Giustizia

Alterne preoccupazioni

Alterne preoccupazioni

L’Associazione Nazionale Magistrati si dice molto preoccupata e intimamente turbata per quel che può aver combinato un collega eletto in Parlamento, Alfonso Papa, ma non ha trovato modo per inquietarsi per quel di cui è accusato un collega in servizio, Alberto Cisterna. Eppure, quando il 3 gennaio 2010 scoppiò il bombolone a Reggio Calabria, nel mentre i costernati in servizio permanente effettivo facevano a gara nello scrivere tutti le stesse bischerate sull’intimidazione alla giustizia, noi sostenemmo che una roba di quel tipo, organizzata apposta per non fare male a nessuno, un petardone innocuo per uomini e cose, segnalava una sola cosa: qualcuno stava dialogando con chi stava dentro ai palazzi della giustizia. Un tema rilevante, su cui, però, il sindacato dei magistrati non sembra voler spendere troppo tempo e attenzione.
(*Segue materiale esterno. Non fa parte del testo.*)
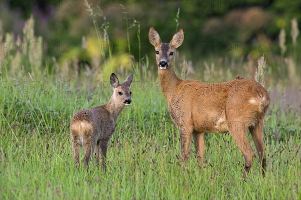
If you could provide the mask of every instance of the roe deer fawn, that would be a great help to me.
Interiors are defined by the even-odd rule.
[[[255,81],[240,77],[217,84],[179,79],[174,70],[173,59],[184,39],[182,29],[169,43],[162,43],[153,27],[148,32],[148,40],[156,50],[161,90],[180,131],[182,160],[185,163],[190,156],[192,136],[201,166],[206,162],[204,133],[229,131],[244,156],[244,168],[248,172],[254,157],[246,135],[249,128],[264,175],[266,158],[263,128],[270,101],[268,93]]]
[[[108,142],[115,131],[117,117],[125,105],[130,104],[131,92],[129,86],[132,82],[133,73],[120,84],[118,78],[112,73],[110,83],[113,88],[113,95],[109,102],[89,110],[76,111],[71,119],[70,130],[72,150],[74,164],[79,163],[79,149],[85,148],[84,162],[89,168],[89,162],[96,145],[96,162],[98,165],[99,156],[102,169],[105,169],[105,159]]]

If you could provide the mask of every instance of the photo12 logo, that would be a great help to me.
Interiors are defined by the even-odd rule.
[[[7,90],[16,90],[23,92],[38,91],[49,92],[52,89],[56,90],[59,92],[68,92],[70,91],[69,86],[69,83],[67,81],[57,81],[55,83],[51,83],[49,81],[17,80],[0,81],[0,92],[4,92]]]

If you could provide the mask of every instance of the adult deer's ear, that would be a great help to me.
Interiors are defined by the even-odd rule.
[[[162,43],[158,32],[153,27],[151,27],[148,31],[148,40],[150,44],[155,47]]]
[[[119,85],[118,78],[117,78],[116,75],[113,73],[111,74],[111,77],[110,77],[110,83],[113,88],[118,87]]]
[[[176,49],[180,47],[184,40],[184,32],[182,29],[180,29],[175,35],[170,43],[170,45]]]
[[[124,81],[123,83],[126,83],[128,85],[130,85],[132,81],[133,81],[133,74],[134,74],[134,73],[133,72],[131,72],[129,74],[129,76],[128,76],[128,77],[126,78],[126,80]]]

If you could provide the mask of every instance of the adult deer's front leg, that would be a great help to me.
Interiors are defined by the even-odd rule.
[[[193,139],[195,146],[196,146],[196,151],[197,152],[197,157],[198,158],[198,163],[199,166],[201,167],[203,164],[206,162],[205,159],[205,133],[194,132]]]
[[[192,128],[188,126],[181,126],[180,128],[180,137],[182,161],[186,164],[190,156],[190,144]]]

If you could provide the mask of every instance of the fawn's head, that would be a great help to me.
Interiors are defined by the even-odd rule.
[[[173,66],[175,50],[182,45],[184,40],[184,32],[180,29],[174,35],[169,43],[162,43],[159,34],[154,27],[149,28],[148,40],[155,46],[157,64],[162,70]]]
[[[112,97],[115,102],[126,106],[130,104],[131,92],[129,89],[129,86],[133,80],[133,74],[131,72],[126,80],[121,84],[119,84],[116,75],[114,73],[111,74],[110,83],[113,87],[114,91]]]

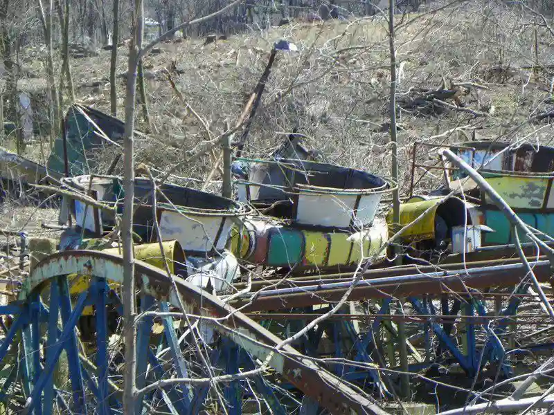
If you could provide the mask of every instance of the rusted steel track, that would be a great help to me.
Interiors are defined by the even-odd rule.
[[[550,263],[539,261],[533,268],[539,282],[547,282],[552,275]],[[465,291],[467,288],[510,286],[519,284],[527,275],[527,270],[521,263],[492,267],[429,273],[413,273],[413,268],[404,270],[404,275],[384,277],[360,281],[349,299],[406,297],[434,294],[448,294],[452,291]],[[384,271],[386,273],[386,271]],[[348,282],[333,283],[325,281],[319,284],[298,288],[272,290],[258,293],[243,311],[273,311],[293,307],[305,307],[327,302],[337,302],[344,295]],[[233,305],[245,306],[249,299],[236,300]]]
[[[513,251],[512,251],[513,252]],[[469,255],[468,255],[469,257]],[[474,257],[472,257],[473,259]],[[546,259],[546,256],[539,257],[539,260]],[[535,262],[537,258],[536,256],[528,256],[528,261],[530,263]],[[377,278],[384,278],[386,277],[397,277],[412,274],[425,274],[428,273],[435,273],[438,270],[452,270],[460,269],[471,269],[478,267],[488,266],[506,265],[510,264],[517,264],[520,261],[519,258],[510,257],[499,257],[491,259],[479,259],[478,261],[469,261],[465,264],[456,262],[445,262],[437,265],[420,266],[420,265],[406,265],[399,267],[388,268],[375,268],[366,271],[364,274],[364,279],[374,279]],[[279,287],[285,286],[303,286],[321,282],[337,282],[341,281],[351,280],[354,276],[353,273],[341,273],[333,274],[314,274],[303,277],[287,277],[283,279],[273,279],[253,281],[251,283],[251,290],[255,291],[268,286],[279,284]],[[246,283],[235,284],[238,290],[242,290],[247,286]]]
[[[88,250],[66,251],[54,254],[39,263],[26,280],[21,299],[33,295],[41,286],[56,276],[80,274],[123,283],[123,259],[116,255]],[[135,263],[137,285],[143,293],[178,306],[175,293],[167,275],[144,262]],[[344,380],[319,367],[312,360],[285,345],[276,351],[282,340],[233,307],[223,303],[181,278],[175,277],[179,293],[188,313],[218,318],[213,324],[222,334],[240,344],[269,365],[285,378],[325,407],[330,413],[386,414],[377,404],[346,384]],[[210,324],[210,320],[204,320]]]

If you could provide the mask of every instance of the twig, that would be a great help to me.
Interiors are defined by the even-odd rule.
[[[447,108],[449,108],[450,109],[453,109],[454,111],[458,111],[460,112],[465,112],[469,113],[472,116],[476,117],[488,117],[490,116],[489,114],[483,112],[481,112],[479,111],[474,111],[470,108],[465,108],[463,107],[456,107],[456,105],[452,105],[452,104],[448,104],[447,102],[445,102],[444,101],[441,101],[440,100],[438,100],[437,98],[433,98],[433,102],[434,104],[438,104],[438,105],[442,105],[443,107],[446,107]]]

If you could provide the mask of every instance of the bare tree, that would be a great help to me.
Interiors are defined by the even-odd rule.
[[[42,26],[44,35],[44,44],[46,46],[46,78],[50,89],[50,100],[52,104],[51,109],[51,133],[50,146],[54,145],[54,140],[57,135],[60,117],[60,103],[58,100],[56,82],[54,77],[54,57],[52,48],[52,12],[54,9],[53,0],[50,0],[47,12],[42,0],[37,0],[37,14]]]
[[[114,33],[111,34],[111,57],[109,62],[109,103],[111,115],[117,116],[117,44],[119,42],[119,0],[114,0]]]

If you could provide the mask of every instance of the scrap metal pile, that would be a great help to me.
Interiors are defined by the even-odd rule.
[[[64,230],[24,237],[30,264],[4,282],[10,413],[121,412],[123,181],[82,160],[95,143],[117,145],[123,124],[71,111],[46,167],[2,166],[4,184],[57,185]],[[550,405],[526,394],[548,384],[551,360],[515,390],[488,385],[554,346],[554,149],[424,145],[438,156],[424,171],[445,181],[411,194],[400,223],[384,200],[395,183],[305,160],[296,138],[235,160],[237,200],[136,178],[136,413],[384,414],[408,372],[431,412]]]

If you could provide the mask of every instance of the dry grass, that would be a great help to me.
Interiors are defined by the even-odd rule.
[[[478,129],[479,136],[549,142],[550,126],[518,126],[546,108],[541,102],[549,96],[552,74],[545,69],[535,79],[531,70],[518,69],[501,79],[490,71],[497,65],[531,66],[533,31],[525,26],[528,17],[514,8],[470,1],[434,15],[399,16],[399,21],[396,44],[401,62],[400,95],[414,88],[473,82],[487,89],[472,90],[465,98],[466,106],[485,112],[494,110],[492,116],[474,118],[453,111],[429,113],[400,109],[399,122],[404,129],[399,133],[404,191],[416,140],[471,124]],[[232,124],[240,113],[265,66],[273,42],[286,39],[296,44],[299,51],[278,55],[251,130],[247,154],[266,154],[284,134],[296,129],[305,136],[307,145],[322,151],[329,161],[387,175],[388,133],[381,128],[388,118],[386,25],[379,17],[293,23],[206,46],[199,39],[160,45],[159,53],[148,56],[144,62],[152,122],[149,139],[137,140],[138,161],[164,170],[208,139],[201,124],[175,97],[163,74],[164,68],[173,62],[178,70],[173,74],[178,88],[217,135],[226,122]],[[539,63],[546,67],[554,39],[546,30],[539,28]],[[36,54],[30,50],[21,59],[39,71]],[[106,112],[109,109],[109,51],[100,50],[98,56],[71,61],[78,99]],[[126,59],[127,49],[120,47],[118,73],[125,72]],[[124,83],[118,79],[121,116]],[[98,81],[100,86],[91,86]],[[137,121],[140,128],[147,129],[140,111]],[[442,139],[466,138],[456,133]],[[36,148],[31,151],[38,159],[40,151]],[[106,158],[102,167],[109,164],[110,156],[99,156]],[[176,173],[202,179],[211,165],[213,158],[205,158],[194,165],[181,166]],[[425,188],[431,185],[428,183]]]

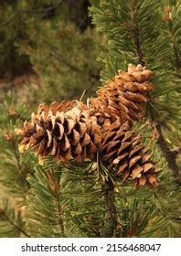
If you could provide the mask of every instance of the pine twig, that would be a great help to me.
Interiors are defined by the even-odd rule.
[[[162,153],[165,158],[165,160],[167,161],[168,164],[168,167],[172,170],[173,175],[175,176],[176,182],[178,185],[181,185],[181,179],[179,177],[180,176],[180,170],[179,167],[176,164],[176,155],[178,154],[178,152],[176,151],[173,151],[169,148],[168,144],[166,143],[166,141],[165,140],[165,137],[163,135],[162,133],[162,129],[161,129],[161,125],[159,123],[159,122],[154,122],[154,130],[156,132],[157,134],[157,144],[159,145],[159,147],[162,150]]]
[[[117,209],[115,206],[114,187],[111,180],[102,186],[105,200],[104,237],[115,237],[117,229]]]
[[[15,227],[16,229],[17,229],[22,234],[24,234],[27,238],[30,238],[30,236],[19,226],[17,226],[16,224],[15,224],[13,222],[13,220],[11,220],[11,219],[6,215],[5,212],[4,212],[4,217],[7,219],[7,221],[9,221],[9,223]]]

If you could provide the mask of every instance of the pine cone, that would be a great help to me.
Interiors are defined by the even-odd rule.
[[[98,123],[103,126],[104,121],[121,123],[139,120],[143,103],[147,101],[146,94],[154,89],[147,80],[152,71],[142,65],[129,64],[128,72],[118,71],[104,88],[97,91],[98,98],[89,100],[89,106],[94,110]]]
[[[110,171],[115,176],[122,176],[122,180],[132,178],[134,187],[158,186],[155,162],[150,160],[151,155],[141,144],[139,136],[129,131],[128,123],[120,125],[112,123],[102,134],[101,143],[101,158]]]
[[[56,162],[91,159],[101,141],[96,117],[90,116],[86,105],[78,101],[41,104],[31,123],[25,122],[17,133],[24,136],[20,151],[32,147],[40,159],[50,155]]]
[[[145,67],[130,64],[128,72],[119,70],[87,105],[78,101],[40,104],[31,122],[17,131],[24,137],[20,151],[32,147],[40,159],[50,155],[58,162],[93,159],[99,150],[104,165],[123,181],[157,186],[159,170],[139,136],[130,131],[154,89],[148,82],[151,75]]]

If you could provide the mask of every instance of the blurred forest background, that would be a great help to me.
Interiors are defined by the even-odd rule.
[[[88,179],[80,181],[85,178],[80,167],[79,174],[70,173],[68,180],[63,176],[61,183],[61,175],[56,176],[59,166],[48,159],[42,167],[31,152],[19,154],[15,128],[41,102],[94,96],[102,82],[130,62],[154,71],[155,90],[144,123],[134,129],[164,171],[155,190],[133,191],[129,184],[116,184],[117,232],[124,237],[181,235],[181,6],[176,0],[158,2],[0,0],[0,237],[102,235],[105,208],[95,177],[88,172]],[[65,184],[62,194],[59,184]],[[65,232],[59,231],[61,200]]]
[[[0,5],[1,91],[30,105],[95,92],[101,37],[90,24],[89,1]]]

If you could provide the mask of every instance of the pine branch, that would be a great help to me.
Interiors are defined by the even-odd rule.
[[[173,175],[175,176],[176,182],[178,185],[181,185],[181,180],[179,178],[180,170],[176,164],[176,158],[178,152],[173,151],[169,148],[168,144],[166,143],[159,122],[154,121],[154,126],[155,129],[155,133],[157,134],[157,144],[159,145],[163,155],[167,161],[168,167],[172,170]]]
[[[139,10],[139,6],[136,6],[136,1],[133,1],[132,3],[132,8],[133,8],[133,41],[134,41],[134,46],[135,46],[135,53],[136,56],[139,59],[139,63],[142,64],[143,66],[145,65],[145,62],[144,60],[144,52],[141,47],[141,42],[140,42],[140,32],[138,28],[138,24],[137,24],[137,11]]]
[[[24,234],[27,238],[30,238],[30,236],[27,233],[27,231],[25,231],[20,226],[16,225],[9,217],[8,215],[5,213],[5,211],[4,211],[4,213],[2,214],[4,216],[4,218],[14,227],[16,228],[20,233]]]
[[[111,180],[106,180],[102,186],[105,200],[104,237],[112,238],[116,235],[117,209],[115,206],[114,186]]]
Una parola su Papa: mi occupo di politica da prima che lui c’entrasse e non mi ero accorto di cotanto arrivo. Colpa mia, naturalmente. Dubito seriamente che abbia mai contato qualche cosa, mentre il suo agitarsi per clienti e clientele si limita a segnalare lo spessore di tanti che siedono in Parlamento. Pare ospitasse un’avvenente russa all’Hotel De Russie. Chissà se credeva ne fosse la rappresentanza diplomatica. Il mondo è pieno di gente che dice di conoscere e sapere, a Roma, poi, c’è un affollamento notevole. Se è colpevole di reati spero sia presto processato e condannato, sicché raggiunga le patrie galere. Nel frattempo, però, che sia una specie di gran burattinaio di politica e giustizia è una favola che non sono disposto a bere. Non sulla fiducia.

Era un magistrato, ora è un parlamentare, domani potrebbe tornare a fare il magistrato. Inaccettabile, per lui come per chiunque altro. La sinistra è piena di gente con questo percorso, la destra ha la colpa di avviare guerre inconcludenti. Anziché stare a berciare per anni si sarebbe potuto provvedere: chi si candida, anche se non eletto, non torna mai più indietro. Va a fare, semmai, un altro mestiere. E questo è tutto, in termini d’interessi e prudenze generali.

Che il vice procuratore nazionale antimafia sia indagato per corruzione in atti giudiziari, con l’accusa di avere scarcerato un uomo delle cosche in cambio di denaro, è, invece, assai più grave e preoccupante. Tanto più che poche settimane fa l’Anm stessa lo ospitava, in un convegno bolognese, per portare un atestimonianza di lotta contro la penetrazione istituzionale delle mafie. Per Alberto Cisterna, come per chiunque altro (chiunque), vale la presunzione d’innocenza, ma quel bombolone esploso, quel bazzoka fatto ritrovare nell’ottobre successivo, sono evidenti segnali che fra uomini della ‘ndrangheta e uomini delle istituzioni s’era intessuto un rapporto non accettabile. Si tratta, naturalmente, di trovare i responsabili, d’individuare i colpevoli, senza generalizzare. Ma, anche in questo caso, alcuni passaggi sono inquietanti.

Cisterna è accusato da un pentito che si è addossato la colpa di avere organizzato l’esplosione notturna. Avendo confessato reati propri, secondo il codice non scritto del pentitismo, quel collaboratrore di giustizia è ritenuto credibile. Allora, che si fa? Se l’accusato fosse un parlamentare sarebbe già fregato. Se si trattasse di un manager pubblico sarebbe già indotto alle dimissioni. Si tratta di un magistrato, mi aspetto due cose: a. l’immediata sospensione da ogni incarico; b. lo svolgimento veloce delle indagini e l’eventuale passaggio al processo, con l’interessato che si adopera affinché i tempi siano brevi. Cisterna ha già detto di essere del tutto innocente e noi abbiamo il dovere di credergli. Visto che non gli credono i suoi colleghi è bene che la cosa si chiarisca in fretta. Al termine avremo due sole possibilità: che un ennesimo pentito abbia accusato l’ennesimo innocente, inducendoci a riflettere su una legislazione e una prassi che consentono a questi delinquenti di fare i loro comodi e riceverne benefici; oppure che un magistrato s’è messo al servizio del crimine, senza che il mondo circostante, dei colleghi e degli altri giudicanti, sia stato in grado di fermare lo scempio.

In tutti e due i casi avremmo di che riflettere. Noi cittadini, il legislatore, come anche la magistratura. Che, invece, si sveglia al mondo dell’indignazione e dell’accoramento solo quando ciò è riscuotibile allo sportello della politica e della polemica. Il che, sia chiaro, non assolve nessuno, ma induce a esecrare quasi tutti.